By that time he was already shaping his Hawaii collection, which in 1970 was manifestly amplified when Mr. Twigg-Smith obtained the entire Hawaii collection of Alfred J. Ostheimer III. The combined holdings would become The Honolulu Advertiser collection soon after, and Mr. Twigg-Smith oversaw its continuing expansion, with professional assistance from the Weill brothers, stamp dealers of New Orleans.
The collection would be featured in the court of honor at numerous national and international exhibitions, from Interphil in Philadelphia in 1976 to the 1992 Columbian World Stamp Expo in Chicago.
When the collection was finally offered at auction, the news was reported in Linn’s over the course of several weeks, with early announcements of the upcoming sale and later reports of the rarities dispersed.

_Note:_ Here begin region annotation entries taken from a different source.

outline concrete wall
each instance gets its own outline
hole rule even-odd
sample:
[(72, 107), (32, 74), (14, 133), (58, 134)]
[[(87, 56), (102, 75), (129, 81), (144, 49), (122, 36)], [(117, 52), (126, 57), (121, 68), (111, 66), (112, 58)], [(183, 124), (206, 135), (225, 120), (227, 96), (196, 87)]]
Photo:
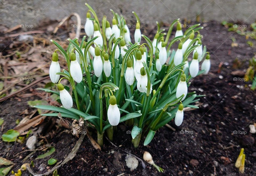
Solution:
[(9, 27), (19, 24), (34, 27), (45, 18), (61, 20), (76, 12), (83, 24), (88, 10), (86, 2), (99, 19), (106, 15), (110, 20), (111, 8), (131, 24), (135, 24), (133, 10), (142, 23), (154, 25), (157, 20), (170, 23), (178, 18), (195, 20), (198, 14), (206, 20), (240, 20), (249, 23), (256, 19), (255, 0), (0, 0), (0, 24)]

Then-editor Michael Laurence attended the opening session of the five-day auction and reported in his Nov. 27, 1995, column that the cherished Dawson cover, the only cover bearing the 2¢ Hawaiian Missionary stamp, sold for $2,090,000, “by far the highest price ever paid at public auction for a United States stamp artifact.”
The following week, Jerome S. Wagshal disclosed that the high estimate by Siegel auctioneer Scott Trepel for 30 lots of the Hawaiian Missionaries was $4,602,500, and the hammer price was $4,714,000.
Rob Haeseler reported in the Dec. 11 issue that 17 bidders dominated the auction, and that the gross auction realization, exclusive of the 10 percent buyer’s commission, was just shy of $9 million.
When it was all over, Mr. Twigg-Smith started anew, forming a collection of Hawaii town markings, Missionaries and more. His personal collection of Hawaiian stamps and postal history was auctioned by Siegel on March 6-7, 2007, with some 771 lots on offer.
Mr. Twigg-Smith sold The Honolulu Advertiser to Gannett Corp. in 1993 but continued as its publisher for several years. In 2010, the newspaper was merged with The Honolulu Star-Bulletin to become today’s The Honolulu Star-Advertiser.
Mr. Twigg-Smith was also a collector of art, a supporter of local artists, and an active philanthropist, with numerous Hawaiian foundations and groups benefitting from his donations. In a page 1 story in the Dec. 4, 1995, issue, Linn’s reported that Mr. Twigg-Smith had given a $500,000 gift to the National Postal Museum, making it possible for the museum to acquire some of the treasures from the auction of The Honolulu Advertiser collection.
The Honolulu Star-Advertiser reports that Mr. Twigg-Smith is survived by his wife, Sharon Twigg-Smith of Honolulu; two daughters, two sons, two stepsons, 16 grandchildren, and 11 great-grandchildren.